Don’t Need It? Donate It—to Your Local Animal ShelterPosted: January 1, 2010
And we’re not just talking about cat and dog food and a few blankets, but office equipment and household goods, too.
If you check the “wish lists” of any organization that offers assistance to animals, you might be surprised at what you’d find they can use. On almost every list for the shelters and organizations here in Pittsburgh I find such various necessary items as an office chair, a multiple CD player and “veterinarians able to perform rabbit spay/neuter.”
Behind the front lines of rescuing, spaying, neutering, healing, housing and adopting animals, there is an administrative body of some sort even if no physical shelter exists. Records must be kept and stored, publicity sent, checks written and staff and/or volunteers taken care of in some way.
Money is always short at shelters and rescue organizations, so it makes sense that donating items that don’t directly serve the animals themselves either saves money, such as office supplies which are necessary, or just makes the atmosphere more welcoming and healing for both animals and staff, such as a multiple CD player or a DVD player which is not necessary but which plays soothing music or an entertaining animal DVD.
Then there are office basics like copy paper, computers and printers, pens, markers and Post-its, and basic housekeeping items such as brooms, mops, laundry detergent and paper towels.
All the more for spay/neuter programs, health care for injured or abused animals and outreach and education programs.
Health care items such as gauze pads, hydrogen peroxide, Q-tips and more are used for animals as well as humans. Think of what you’ve seen your veterinarian or vet tech use.
And then there are the practical things that shelters need in great quantities and use up quickly—mostly food and bedding.
All animals need to eat, and shelters will often take opened bags of dry food if your animals don’t like it and you don’t want to send it back to the manufacturer.
If you see food on sale, especially canned food, purchase a few cans to donate. Even a half-dozen cans provides meals to older animals, those with special needs or animals who are recovering from serious injury or illness after rescue.
Treats are always appreciated as they can help to train animals who may not have received any discipline, and they can also help a human form a bond with a distrustful animal who was neglected or abused.
Bedding is another constant need. Even shelters which don’t keep animals in cages need comfortable places for them to dig and curl up to sleep, and those animals with special needs or in recovery especially need soft bedding. All of it needs to be frequently washed or even discarded after use because of excessive soiling or contagious disease.

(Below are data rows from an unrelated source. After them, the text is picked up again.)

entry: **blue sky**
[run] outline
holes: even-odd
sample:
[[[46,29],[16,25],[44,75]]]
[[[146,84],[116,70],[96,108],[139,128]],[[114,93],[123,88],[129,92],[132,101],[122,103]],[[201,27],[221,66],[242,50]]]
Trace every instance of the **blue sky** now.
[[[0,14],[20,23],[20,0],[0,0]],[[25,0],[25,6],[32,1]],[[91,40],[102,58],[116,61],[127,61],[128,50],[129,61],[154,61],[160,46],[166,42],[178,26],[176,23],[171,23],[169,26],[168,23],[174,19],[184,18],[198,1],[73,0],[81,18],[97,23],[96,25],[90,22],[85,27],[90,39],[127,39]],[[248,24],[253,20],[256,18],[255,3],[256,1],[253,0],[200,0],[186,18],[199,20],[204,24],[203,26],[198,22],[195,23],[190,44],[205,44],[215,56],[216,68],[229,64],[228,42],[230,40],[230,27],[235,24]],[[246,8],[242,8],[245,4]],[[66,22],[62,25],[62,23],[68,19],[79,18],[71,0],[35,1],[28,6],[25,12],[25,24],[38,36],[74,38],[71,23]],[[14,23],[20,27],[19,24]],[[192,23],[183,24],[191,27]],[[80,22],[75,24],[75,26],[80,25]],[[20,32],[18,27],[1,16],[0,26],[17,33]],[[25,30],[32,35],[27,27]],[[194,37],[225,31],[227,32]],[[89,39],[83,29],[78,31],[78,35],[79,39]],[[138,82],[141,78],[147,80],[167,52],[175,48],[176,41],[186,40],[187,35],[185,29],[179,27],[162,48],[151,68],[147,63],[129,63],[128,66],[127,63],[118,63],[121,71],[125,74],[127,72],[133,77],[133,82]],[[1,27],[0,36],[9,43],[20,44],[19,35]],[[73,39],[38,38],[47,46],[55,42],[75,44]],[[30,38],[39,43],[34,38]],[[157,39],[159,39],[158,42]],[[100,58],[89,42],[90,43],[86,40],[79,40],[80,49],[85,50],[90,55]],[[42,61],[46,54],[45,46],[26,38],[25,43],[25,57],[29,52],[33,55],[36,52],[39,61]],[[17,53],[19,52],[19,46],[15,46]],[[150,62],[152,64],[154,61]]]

My mother lives in a personal care home, and when she lived in a smaller home that didn’t have a laundry or linen service I took as many discarded sheets, blankets, bedspreads and pillows as I could to donate to local shelters. According to code, once items have been stained they can’t be used for human bedding, but once washed they can still be used for animals in shelters, and can even be cut into smaller pieces to serve more animals.
And old fur coats provide great comfort to neonatal or young animals missing their mothers, especially wildlife in rescue and rehabilitation centers.
You can imagine cleaning up after all those animals! A roll or two of paper towels can go a long way, as well as a bottle of bleach, even garbage bags.
That’s just a partial list, and you don’t really need to think of purchasing them yourself. Often you’ll find you have extras of things you don’t need, or, like the bedding from the personal care home, you’ll find things that others are discarding. You can also clean up at a yard sale or especially an estate sale where the house has to be completely cleaned out, and what else to you do with partially used cleaning products? One of my design customers hosts estate sales, and immediately packs up anything along these lines to be donated to a shelter. If you don’t take it there you can always suggest it to someone else who has access to it.
So be creative when you are cleaning out old things, and when you hear of others cleaning as well. Make sure you check the wish lists first to make sure they can use it—and note that not all of them take food that’s been opened. Here are a few sample wish lists, from the Western Pennsylvania Humane Society, from Animal Friends, and from the Animal Rescue League of Western Pennsylvania. Each of them had a choice of “wish list” under “donate” on their website. You can’t get any more clear than that!